Wednesday, April 13, 2022

Japanese Prince found plagiarizing in prize essay

The Japanese newspaper Ashai Shimbun published an article on February 17, 2022, about plagiarism in an essay that Prince Hisahito, the second in line to the Japanese throne, wrote for school. The essay had been submitted to a contest and was awarded the second prize. The  Telegraph in the UK details the plagiarized portions a few days later. It appeared to be picked up in many UK outlets such as Royal Central. Today, April 13, 2022, the German Süddeutsche picked up the story

Strangely, he was allowed to keep the prize despite the plagiarism.

Tuesday, April 12, 2022

Germany's problem with academic integrity

This blog post at ICAI by with a student perspective on academic integrity from a German student in the USA just nails it: 

Of course, we were not allowed to cheat in school and university in Germany, and the consequences could have been as severe as they can be at American institutions, but I don’t remember ever having had an explicit conversation with a German teacher or professor about how to be academically honest.
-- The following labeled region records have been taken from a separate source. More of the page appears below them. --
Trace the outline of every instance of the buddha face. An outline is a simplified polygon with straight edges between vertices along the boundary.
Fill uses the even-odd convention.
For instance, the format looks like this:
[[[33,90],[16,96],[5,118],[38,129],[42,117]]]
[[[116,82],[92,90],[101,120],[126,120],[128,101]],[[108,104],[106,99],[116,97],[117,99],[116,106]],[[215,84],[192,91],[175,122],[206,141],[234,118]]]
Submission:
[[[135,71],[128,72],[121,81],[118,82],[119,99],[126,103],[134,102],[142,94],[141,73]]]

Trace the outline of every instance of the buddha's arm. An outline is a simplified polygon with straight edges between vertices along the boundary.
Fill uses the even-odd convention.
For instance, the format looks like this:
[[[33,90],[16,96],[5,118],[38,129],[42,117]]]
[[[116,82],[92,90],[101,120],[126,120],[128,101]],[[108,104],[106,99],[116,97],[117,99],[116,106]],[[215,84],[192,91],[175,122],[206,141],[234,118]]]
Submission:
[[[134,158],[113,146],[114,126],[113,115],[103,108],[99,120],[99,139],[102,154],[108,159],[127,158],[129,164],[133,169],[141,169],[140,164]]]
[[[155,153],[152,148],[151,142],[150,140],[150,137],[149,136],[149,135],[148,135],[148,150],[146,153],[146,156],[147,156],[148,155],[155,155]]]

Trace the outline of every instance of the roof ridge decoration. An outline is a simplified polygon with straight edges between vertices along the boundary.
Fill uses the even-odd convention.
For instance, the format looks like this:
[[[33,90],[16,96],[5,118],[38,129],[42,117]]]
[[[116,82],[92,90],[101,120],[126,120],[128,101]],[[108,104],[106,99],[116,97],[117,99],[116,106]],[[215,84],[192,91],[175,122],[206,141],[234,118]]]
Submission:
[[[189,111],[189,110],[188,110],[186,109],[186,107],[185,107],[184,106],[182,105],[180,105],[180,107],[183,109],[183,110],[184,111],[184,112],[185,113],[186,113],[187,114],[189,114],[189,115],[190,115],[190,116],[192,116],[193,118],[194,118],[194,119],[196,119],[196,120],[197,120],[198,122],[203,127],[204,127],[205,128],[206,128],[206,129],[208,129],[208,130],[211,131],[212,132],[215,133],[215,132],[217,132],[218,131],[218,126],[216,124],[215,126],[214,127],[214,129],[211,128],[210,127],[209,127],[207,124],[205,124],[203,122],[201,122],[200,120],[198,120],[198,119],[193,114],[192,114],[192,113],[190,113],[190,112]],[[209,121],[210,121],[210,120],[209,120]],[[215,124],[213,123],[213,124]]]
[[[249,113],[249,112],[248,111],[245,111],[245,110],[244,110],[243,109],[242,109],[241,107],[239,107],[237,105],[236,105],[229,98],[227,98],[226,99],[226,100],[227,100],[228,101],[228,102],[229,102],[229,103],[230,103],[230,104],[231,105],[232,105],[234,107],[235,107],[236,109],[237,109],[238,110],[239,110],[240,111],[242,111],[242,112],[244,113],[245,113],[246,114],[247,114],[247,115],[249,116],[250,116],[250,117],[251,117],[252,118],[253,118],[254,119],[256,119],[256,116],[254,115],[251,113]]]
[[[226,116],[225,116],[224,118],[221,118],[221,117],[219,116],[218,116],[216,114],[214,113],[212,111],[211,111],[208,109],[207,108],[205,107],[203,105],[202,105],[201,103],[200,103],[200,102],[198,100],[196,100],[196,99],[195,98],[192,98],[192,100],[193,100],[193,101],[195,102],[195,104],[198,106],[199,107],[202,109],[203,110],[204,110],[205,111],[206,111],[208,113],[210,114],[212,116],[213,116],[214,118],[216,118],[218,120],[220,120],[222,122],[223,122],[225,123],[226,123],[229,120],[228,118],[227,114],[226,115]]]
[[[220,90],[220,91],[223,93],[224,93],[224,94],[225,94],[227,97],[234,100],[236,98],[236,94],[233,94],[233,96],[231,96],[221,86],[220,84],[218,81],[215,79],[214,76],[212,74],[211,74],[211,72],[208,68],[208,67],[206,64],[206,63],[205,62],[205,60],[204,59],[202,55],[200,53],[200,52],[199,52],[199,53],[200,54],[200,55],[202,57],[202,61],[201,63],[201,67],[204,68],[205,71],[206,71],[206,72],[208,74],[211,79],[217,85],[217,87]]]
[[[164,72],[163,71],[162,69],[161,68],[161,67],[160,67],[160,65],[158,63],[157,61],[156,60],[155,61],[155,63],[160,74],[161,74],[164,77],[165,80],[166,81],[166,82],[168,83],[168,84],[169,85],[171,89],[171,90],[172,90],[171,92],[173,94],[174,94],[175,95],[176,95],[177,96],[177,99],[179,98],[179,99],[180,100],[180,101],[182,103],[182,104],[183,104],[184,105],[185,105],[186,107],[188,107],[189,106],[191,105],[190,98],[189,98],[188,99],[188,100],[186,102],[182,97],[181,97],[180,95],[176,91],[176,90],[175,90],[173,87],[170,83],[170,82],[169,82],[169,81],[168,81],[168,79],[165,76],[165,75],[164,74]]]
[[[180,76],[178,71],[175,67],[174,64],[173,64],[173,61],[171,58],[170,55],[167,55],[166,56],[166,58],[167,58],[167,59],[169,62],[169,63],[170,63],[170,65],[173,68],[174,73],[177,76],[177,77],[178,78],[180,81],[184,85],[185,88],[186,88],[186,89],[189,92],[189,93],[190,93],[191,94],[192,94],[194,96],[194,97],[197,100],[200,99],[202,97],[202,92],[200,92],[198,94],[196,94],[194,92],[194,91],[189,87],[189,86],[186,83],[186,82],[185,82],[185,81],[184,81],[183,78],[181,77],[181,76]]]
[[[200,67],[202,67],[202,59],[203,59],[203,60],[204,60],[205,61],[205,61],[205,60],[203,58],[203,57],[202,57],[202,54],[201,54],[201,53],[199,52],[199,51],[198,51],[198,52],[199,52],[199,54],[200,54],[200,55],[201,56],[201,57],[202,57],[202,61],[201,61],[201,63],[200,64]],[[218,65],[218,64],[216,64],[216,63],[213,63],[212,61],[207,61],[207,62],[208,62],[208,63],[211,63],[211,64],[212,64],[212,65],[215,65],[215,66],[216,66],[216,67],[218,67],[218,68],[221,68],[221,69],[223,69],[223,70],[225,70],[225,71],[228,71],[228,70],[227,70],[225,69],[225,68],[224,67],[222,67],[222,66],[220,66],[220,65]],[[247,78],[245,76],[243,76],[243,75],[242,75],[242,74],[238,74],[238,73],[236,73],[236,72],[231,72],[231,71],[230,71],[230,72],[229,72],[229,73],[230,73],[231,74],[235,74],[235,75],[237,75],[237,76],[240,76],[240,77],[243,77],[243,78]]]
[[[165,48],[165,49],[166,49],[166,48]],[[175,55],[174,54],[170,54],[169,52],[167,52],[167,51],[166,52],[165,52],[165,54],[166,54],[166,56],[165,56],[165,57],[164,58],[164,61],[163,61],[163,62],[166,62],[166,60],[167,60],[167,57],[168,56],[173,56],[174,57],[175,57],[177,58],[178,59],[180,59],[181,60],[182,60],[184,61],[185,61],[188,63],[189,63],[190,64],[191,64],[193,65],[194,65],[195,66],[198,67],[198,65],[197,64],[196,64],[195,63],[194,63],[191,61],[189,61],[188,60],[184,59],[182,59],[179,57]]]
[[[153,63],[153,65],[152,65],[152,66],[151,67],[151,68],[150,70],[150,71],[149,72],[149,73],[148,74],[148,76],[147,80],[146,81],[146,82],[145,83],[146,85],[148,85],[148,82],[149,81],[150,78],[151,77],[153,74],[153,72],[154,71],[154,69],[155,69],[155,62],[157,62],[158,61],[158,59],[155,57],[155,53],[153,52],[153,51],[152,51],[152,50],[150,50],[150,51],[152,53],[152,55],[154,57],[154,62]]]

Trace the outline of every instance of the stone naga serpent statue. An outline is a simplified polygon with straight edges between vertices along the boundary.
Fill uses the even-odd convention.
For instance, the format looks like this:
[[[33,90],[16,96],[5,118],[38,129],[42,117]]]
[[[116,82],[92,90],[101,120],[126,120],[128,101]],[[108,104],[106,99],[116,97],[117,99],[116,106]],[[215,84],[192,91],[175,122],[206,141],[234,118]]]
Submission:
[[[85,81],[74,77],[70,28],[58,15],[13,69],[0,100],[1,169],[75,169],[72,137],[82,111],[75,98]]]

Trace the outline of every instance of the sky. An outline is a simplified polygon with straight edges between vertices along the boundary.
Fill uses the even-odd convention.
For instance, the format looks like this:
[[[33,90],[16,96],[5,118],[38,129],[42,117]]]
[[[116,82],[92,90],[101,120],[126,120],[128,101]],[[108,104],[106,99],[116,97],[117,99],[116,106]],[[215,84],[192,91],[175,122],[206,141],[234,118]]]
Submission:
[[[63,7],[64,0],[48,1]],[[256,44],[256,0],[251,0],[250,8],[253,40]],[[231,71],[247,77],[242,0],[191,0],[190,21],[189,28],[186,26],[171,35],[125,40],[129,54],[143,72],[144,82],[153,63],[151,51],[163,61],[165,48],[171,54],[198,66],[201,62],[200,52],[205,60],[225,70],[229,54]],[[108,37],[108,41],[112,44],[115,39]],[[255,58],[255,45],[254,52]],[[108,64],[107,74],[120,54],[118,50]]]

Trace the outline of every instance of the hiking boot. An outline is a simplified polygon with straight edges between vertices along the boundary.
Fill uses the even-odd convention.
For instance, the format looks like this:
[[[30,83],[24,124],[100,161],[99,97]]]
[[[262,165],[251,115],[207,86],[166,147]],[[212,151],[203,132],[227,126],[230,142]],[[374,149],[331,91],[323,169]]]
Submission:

There was no academic honesty policy, no Office of Academic Honesty, and no official institutional process for dealing with academic misconduct at my university—at least not that I was aware of—and I never had any formal education about cheating and how to avoid it beyond learning how to correctly cite sources. It was just expected to know how appropriate academic conduct looks like.

Exactly. That is the problem here in Germany. Despite the plagiarism scandals involving politicians, there is very little discussion here about academic integrity. The universities perhaps purchase software and offer a course or two about proper citation. Some universities have writing clinics, but that is about the size of it. Deep and continuous conversations about good academic practice are seldom. Still, I'll keep trying to drag Germany into such conversations!